The Kyte-Doolittle scale assigns a hydrophobicity score to each amino acid. Using a sliding window, this plot reveals hydrophobic regions (membrane anchors, signal peptides) and hydrophilic surface-exposed regions.
Scores range from +4.5 (Ile, most hydrophobic) to −4.5 (Arg, most hydrophilic). Derived from transfer free energies of amino acid side chains between water and organic solvent, combined with interior burial frequencies in known protein structures.
The classic application of this plot. Segments with a mean score above 1.8 over a 19-residue window are very likely transmembrane α-helices — the window matches the ~20 residues needed to cross a lipid bilayer. This threshold appears as a dashed green line. GPCRs, ion channels, and transporters each show a characteristic number of peaks above 1.8. Switch to window size 19 to activate this prediction mode.

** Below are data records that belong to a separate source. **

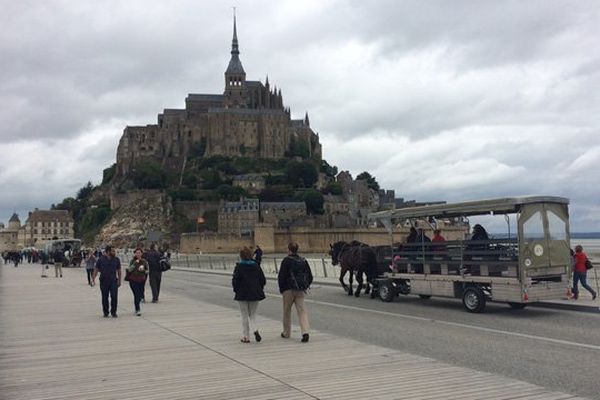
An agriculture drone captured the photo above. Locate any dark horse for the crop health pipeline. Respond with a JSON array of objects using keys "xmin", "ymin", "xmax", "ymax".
[{"xmin": 329, "ymin": 240, "xmax": 377, "ymax": 297}]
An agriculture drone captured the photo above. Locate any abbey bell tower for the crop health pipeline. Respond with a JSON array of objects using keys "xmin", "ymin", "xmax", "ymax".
[{"xmin": 223, "ymin": 13, "xmax": 247, "ymax": 108}]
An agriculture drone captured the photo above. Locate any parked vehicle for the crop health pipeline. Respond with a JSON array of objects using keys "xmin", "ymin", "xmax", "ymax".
[
  {"xmin": 369, "ymin": 196, "xmax": 571, "ymax": 313},
  {"xmin": 44, "ymin": 239, "xmax": 81, "ymax": 267}
]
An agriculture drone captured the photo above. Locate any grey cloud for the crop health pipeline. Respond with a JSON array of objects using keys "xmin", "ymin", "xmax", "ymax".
[{"xmin": 0, "ymin": 0, "xmax": 600, "ymax": 229}]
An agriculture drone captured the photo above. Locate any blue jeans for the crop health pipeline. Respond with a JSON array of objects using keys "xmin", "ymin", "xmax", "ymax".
[
  {"xmin": 573, "ymin": 271, "xmax": 596, "ymax": 297},
  {"xmin": 100, "ymin": 279, "xmax": 119, "ymax": 315},
  {"xmin": 129, "ymin": 281, "xmax": 145, "ymax": 311}
]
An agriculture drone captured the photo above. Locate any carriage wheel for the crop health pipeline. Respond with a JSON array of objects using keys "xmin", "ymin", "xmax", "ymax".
[
  {"xmin": 463, "ymin": 286, "xmax": 485, "ymax": 313},
  {"xmin": 379, "ymin": 282, "xmax": 396, "ymax": 303}
]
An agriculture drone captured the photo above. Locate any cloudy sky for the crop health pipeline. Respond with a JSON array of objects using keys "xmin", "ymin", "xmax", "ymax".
[{"xmin": 0, "ymin": 0, "xmax": 600, "ymax": 231}]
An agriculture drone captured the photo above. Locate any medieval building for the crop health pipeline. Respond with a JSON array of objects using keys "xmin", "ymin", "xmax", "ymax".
[{"xmin": 117, "ymin": 17, "xmax": 321, "ymax": 176}]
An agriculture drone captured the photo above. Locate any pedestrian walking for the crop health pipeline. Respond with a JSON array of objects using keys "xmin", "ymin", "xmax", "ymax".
[
  {"xmin": 53, "ymin": 249, "xmax": 65, "ymax": 278},
  {"xmin": 277, "ymin": 242, "xmax": 313, "ymax": 343},
  {"xmin": 143, "ymin": 243, "xmax": 163, "ymax": 303},
  {"xmin": 85, "ymin": 252, "xmax": 98, "ymax": 287},
  {"xmin": 573, "ymin": 245, "xmax": 596, "ymax": 300},
  {"xmin": 231, "ymin": 247, "xmax": 267, "ymax": 343},
  {"xmin": 92, "ymin": 246, "xmax": 121, "ymax": 318},
  {"xmin": 125, "ymin": 247, "xmax": 149, "ymax": 317}
]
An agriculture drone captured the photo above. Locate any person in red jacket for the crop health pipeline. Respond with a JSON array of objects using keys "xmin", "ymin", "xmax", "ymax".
[{"xmin": 573, "ymin": 245, "xmax": 596, "ymax": 300}]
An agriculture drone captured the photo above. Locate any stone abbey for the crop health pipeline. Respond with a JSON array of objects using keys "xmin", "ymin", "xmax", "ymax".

An amphipathic helix has one hydrophobic face and one hydrophilic face. On the plot, these appear as moderate oscillations rather than a sustained peak. Melittin is the textbook example — its N-terminal region lies parallel to cell membranes, inserting one hydrophobic face into the bilayer. Most antimicrobial peptides (cecropins, magainins, LL-37) are amphipathic helices; this geometry lets them disrupt bacterial membranes while sparing host cells.

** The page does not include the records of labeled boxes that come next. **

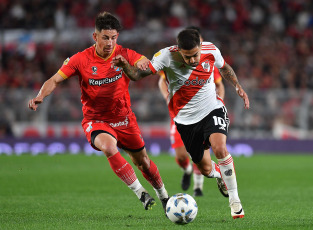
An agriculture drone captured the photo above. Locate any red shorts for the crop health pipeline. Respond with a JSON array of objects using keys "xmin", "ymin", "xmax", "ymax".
[
  {"xmin": 82, "ymin": 113, "xmax": 145, "ymax": 152},
  {"xmin": 170, "ymin": 119, "xmax": 184, "ymax": 149}
]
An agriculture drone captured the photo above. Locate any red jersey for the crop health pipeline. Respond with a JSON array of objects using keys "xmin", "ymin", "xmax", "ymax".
[{"xmin": 58, "ymin": 44, "xmax": 143, "ymax": 121}]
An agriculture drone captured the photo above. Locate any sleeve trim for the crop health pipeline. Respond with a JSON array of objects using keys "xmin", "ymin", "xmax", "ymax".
[
  {"xmin": 134, "ymin": 56, "xmax": 145, "ymax": 66},
  {"xmin": 149, "ymin": 62, "xmax": 157, "ymax": 73}
]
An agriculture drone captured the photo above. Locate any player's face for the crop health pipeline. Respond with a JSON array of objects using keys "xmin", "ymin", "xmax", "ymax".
[
  {"xmin": 179, "ymin": 46, "xmax": 201, "ymax": 67},
  {"xmin": 93, "ymin": 30, "xmax": 118, "ymax": 58}
]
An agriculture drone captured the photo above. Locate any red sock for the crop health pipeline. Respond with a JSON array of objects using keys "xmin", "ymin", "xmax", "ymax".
[
  {"xmin": 175, "ymin": 157, "xmax": 189, "ymax": 169},
  {"xmin": 192, "ymin": 163, "xmax": 202, "ymax": 175},
  {"xmin": 108, "ymin": 152, "xmax": 137, "ymax": 185},
  {"xmin": 141, "ymin": 160, "xmax": 163, "ymax": 189}
]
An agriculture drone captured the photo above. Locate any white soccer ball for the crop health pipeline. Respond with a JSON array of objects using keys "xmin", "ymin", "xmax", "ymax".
[{"xmin": 166, "ymin": 193, "xmax": 198, "ymax": 224}]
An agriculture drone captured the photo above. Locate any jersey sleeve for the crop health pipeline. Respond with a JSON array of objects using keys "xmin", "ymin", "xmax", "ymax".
[
  {"xmin": 149, "ymin": 48, "xmax": 170, "ymax": 73},
  {"xmin": 58, "ymin": 53, "xmax": 80, "ymax": 79},
  {"xmin": 126, "ymin": 49, "xmax": 145, "ymax": 66},
  {"xmin": 214, "ymin": 68, "xmax": 222, "ymax": 84},
  {"xmin": 213, "ymin": 46, "xmax": 225, "ymax": 69}
]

Signal peptides are N-terminal sequences (15–30 residues) that direct proteins to the secretory pathway. On the plot they produce a sharp hydrophobic peak at the very start of the sequence — typically well above 1.8 — followed by a drop where the mature protein begins. Signal peptidase then cleaves this segment after translocation into the ER. Try the "Signal peptide" example above to see this pattern: the first ~20 residues are strongly hydrophobic, the remainder is mixed.